I used dimensional analysis to convert from liters of $SO_2$ to $moles$ of $H_2S$ and then used Avogadros Law ($\frac{V_1}{n_1} = \frac{V_2}{n_2}$) to find the volume of $H_2S$ in liters.

Dimensional Analysis: $\frac{1}{.885} * \frac{12.0L}{1} * \frac{1 g}{1 mL} * \frac{1 mol SO_2}{64g} * \frac{2 mol SO_2}{2 mol H_2S} * \frac{1 mol H_2S}{34 g} = 6.23$ $mol$ $of$ $H_2S$.

Avogadros Law: $\frac{12.0L}{166 mol} * \frac{ L }{6.23 mol}$

End Result = $.028 L$

^ The end result does not seem right and any help in remedying my approach or shedding light on another approach would be much appreciated. Thanks in advance!

• Is the reaction $\ce{H_2S}+ \frac{3}{2}O_2 ->H_2O+SO_2$? – Sherlock Holmes Oct 19 '14 at 1:33
• Is it given that the density of $\ce{SO_2}$ is 1 gram per mL? As it's a gas I think it would be much lower. – Sherlock Holmes Oct 19 '14 at 1:45

I never really learned the method of solving this stuff with Avogadro's Law, but here's an almost identical way.

Your balanced equation is as follows...

$\ce{2H2S + 3O2 -> 2SO2 + 2H2O}$, and I think you agree on that by looking at your calculations.

At a given temperature and pressure, $1 mol = x L$. For example, at STP (standard temperature and pressure) this is $1 mol = 22.4 L$. It wasn't exactly defined what temperature and pressure are, but they are constant, so we can use a variable $x$ to denote some conversion (which cancels out anyway, I assume giving rise to Avogadro's Law).

$12.0L_{\ce{SO2}} * \frac{1mol_{\ce{SO2}}}{xL_{\ce{SO2}}} * \frac{2mol_{\ce{H2S}}}{2mol_{\ce{SO2}}} * \frac{xL_{\ce{H2S}}}{1mol_{\ce{H2S}}} = 12.0L_{\ce{H2S}}$

But this is assuming $100\%$ yield. I see you divided by $0.885$ above, which is correct, but I've gotten a metric ton of these wrong before, so I prefer the proportions way.

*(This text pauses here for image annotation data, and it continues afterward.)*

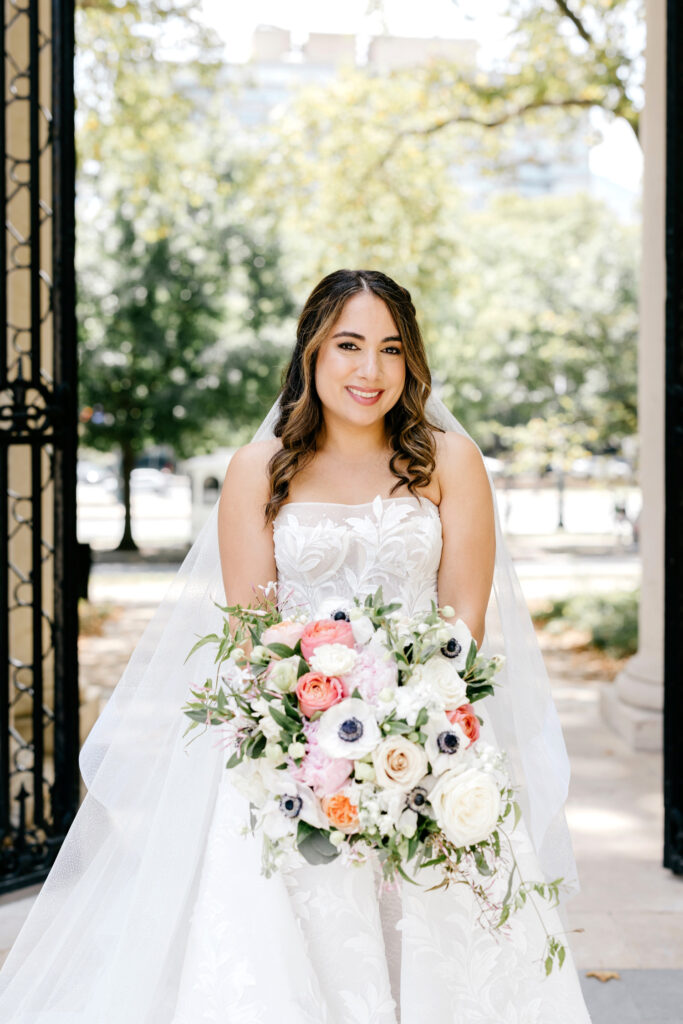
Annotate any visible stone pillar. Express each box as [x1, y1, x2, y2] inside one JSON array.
[[601, 0, 667, 751]]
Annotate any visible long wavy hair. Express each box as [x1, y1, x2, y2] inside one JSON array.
[[265, 270, 440, 523]]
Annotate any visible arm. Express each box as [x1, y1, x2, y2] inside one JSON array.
[[218, 440, 280, 605], [436, 431, 496, 647]]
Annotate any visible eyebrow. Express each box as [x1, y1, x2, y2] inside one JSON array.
[[332, 331, 401, 344]]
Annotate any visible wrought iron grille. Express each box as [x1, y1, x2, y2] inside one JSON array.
[[0, 0, 79, 892], [664, 0, 683, 874]]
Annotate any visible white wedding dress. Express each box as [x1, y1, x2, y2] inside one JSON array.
[[169, 496, 590, 1024]]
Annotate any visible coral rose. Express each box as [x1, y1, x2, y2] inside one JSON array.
[[301, 618, 354, 662], [296, 672, 344, 718], [321, 792, 358, 834], [445, 703, 479, 745]]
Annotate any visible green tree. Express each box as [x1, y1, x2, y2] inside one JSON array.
[[77, 0, 293, 548]]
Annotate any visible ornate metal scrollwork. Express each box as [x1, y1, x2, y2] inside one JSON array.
[[0, 0, 79, 893]]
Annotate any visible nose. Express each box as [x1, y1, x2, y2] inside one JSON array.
[[358, 345, 380, 384]]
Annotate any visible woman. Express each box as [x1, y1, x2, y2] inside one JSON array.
[[0, 270, 590, 1024], [169, 270, 589, 1024]]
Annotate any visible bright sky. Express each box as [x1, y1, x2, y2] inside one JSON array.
[[196, 0, 642, 191]]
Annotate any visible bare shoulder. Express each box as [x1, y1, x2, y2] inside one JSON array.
[[434, 430, 486, 489], [223, 437, 282, 498]]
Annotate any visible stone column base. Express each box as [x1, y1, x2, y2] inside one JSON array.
[[600, 683, 664, 751]]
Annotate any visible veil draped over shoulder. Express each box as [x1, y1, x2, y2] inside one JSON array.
[[0, 394, 580, 1024]]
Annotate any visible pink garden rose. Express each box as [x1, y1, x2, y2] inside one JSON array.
[[301, 618, 355, 662], [445, 703, 479, 746], [261, 618, 303, 647], [296, 672, 344, 718], [289, 721, 353, 797], [342, 647, 398, 703]]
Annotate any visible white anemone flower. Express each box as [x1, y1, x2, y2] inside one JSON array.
[[316, 697, 382, 760], [441, 618, 473, 672], [423, 713, 470, 775]]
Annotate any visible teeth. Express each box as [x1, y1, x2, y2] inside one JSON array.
[[349, 387, 380, 398]]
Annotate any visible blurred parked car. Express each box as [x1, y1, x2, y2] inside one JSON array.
[[76, 459, 118, 490]]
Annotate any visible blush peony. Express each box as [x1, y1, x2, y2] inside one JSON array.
[[301, 618, 354, 662]]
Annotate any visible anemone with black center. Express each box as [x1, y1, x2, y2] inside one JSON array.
[[436, 729, 460, 754], [337, 718, 362, 743], [280, 793, 303, 818], [441, 637, 463, 657]]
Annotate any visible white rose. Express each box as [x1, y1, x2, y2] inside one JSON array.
[[411, 654, 467, 711], [373, 735, 429, 791], [351, 615, 375, 644], [259, 715, 283, 739], [429, 768, 501, 846], [317, 697, 382, 760], [310, 643, 358, 676], [267, 655, 299, 693]]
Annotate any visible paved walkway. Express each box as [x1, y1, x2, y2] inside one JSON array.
[[0, 540, 683, 1024]]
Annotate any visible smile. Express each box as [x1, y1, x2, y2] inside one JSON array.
[[346, 386, 383, 406]]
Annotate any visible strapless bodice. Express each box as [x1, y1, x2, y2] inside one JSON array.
[[273, 495, 442, 614]]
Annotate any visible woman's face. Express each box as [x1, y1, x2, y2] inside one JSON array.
[[315, 291, 405, 426]]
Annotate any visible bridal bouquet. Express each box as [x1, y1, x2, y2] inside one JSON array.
[[182, 584, 565, 974]]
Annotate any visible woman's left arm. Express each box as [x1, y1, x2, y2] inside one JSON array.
[[436, 431, 496, 647]]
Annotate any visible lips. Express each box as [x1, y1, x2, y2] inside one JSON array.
[[346, 385, 384, 406]]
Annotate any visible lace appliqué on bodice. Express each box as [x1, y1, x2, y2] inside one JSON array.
[[172, 496, 590, 1024], [273, 495, 441, 614]]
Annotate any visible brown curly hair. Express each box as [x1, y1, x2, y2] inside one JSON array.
[[265, 269, 440, 523]]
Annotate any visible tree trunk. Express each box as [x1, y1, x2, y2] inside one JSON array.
[[116, 441, 138, 551]]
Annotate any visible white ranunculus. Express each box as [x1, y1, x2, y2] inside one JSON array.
[[423, 712, 470, 775], [396, 807, 418, 839], [411, 654, 467, 711], [441, 618, 473, 672], [259, 715, 283, 739], [370, 626, 389, 657], [429, 768, 501, 846], [230, 758, 268, 807], [317, 697, 382, 760], [310, 643, 358, 676], [351, 615, 375, 645], [313, 594, 353, 622], [268, 654, 299, 693], [373, 735, 429, 792]]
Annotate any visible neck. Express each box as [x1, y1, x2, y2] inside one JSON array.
[[317, 413, 387, 459]]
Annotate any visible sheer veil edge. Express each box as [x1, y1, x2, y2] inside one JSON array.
[[0, 394, 580, 1024]]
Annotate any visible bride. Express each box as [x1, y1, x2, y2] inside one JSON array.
[[0, 269, 590, 1024]]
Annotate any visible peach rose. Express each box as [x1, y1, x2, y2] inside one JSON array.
[[321, 793, 358, 834], [301, 618, 355, 662], [296, 672, 344, 718], [445, 703, 479, 746], [261, 618, 303, 647]]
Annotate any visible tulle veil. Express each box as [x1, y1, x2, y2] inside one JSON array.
[[0, 393, 580, 1024]]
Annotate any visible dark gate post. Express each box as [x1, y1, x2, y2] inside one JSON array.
[[0, 0, 79, 893], [664, 0, 683, 874]]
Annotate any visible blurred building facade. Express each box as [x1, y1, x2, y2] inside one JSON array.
[[225, 25, 640, 222]]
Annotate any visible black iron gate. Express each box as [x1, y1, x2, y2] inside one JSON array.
[[664, 0, 683, 874], [0, 0, 79, 892]]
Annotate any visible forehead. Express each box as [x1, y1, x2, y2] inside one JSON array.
[[334, 292, 398, 334]]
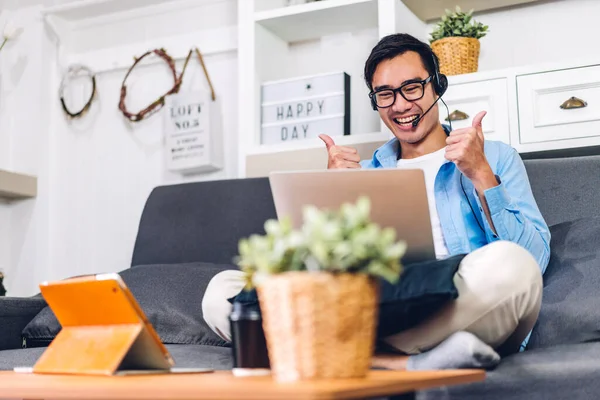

Regardless, $\frac{12L_{\ce{H2S}}}{0.885} = 13.6L_{\ce{H2S}}$

I think you definitely overcomplicated things by assuming a density of $1g/mL$ among other things. Your dimensional analysis also seems strange near the end of the left hand side where you somehow cancel $g$ with $mol_{\ce{SO2}}$.

If I were to do it with Avogadro's Law (taking a guess here), I'd still get $12.0L$ because the mole ratio is the same. And then I'd divide like you did.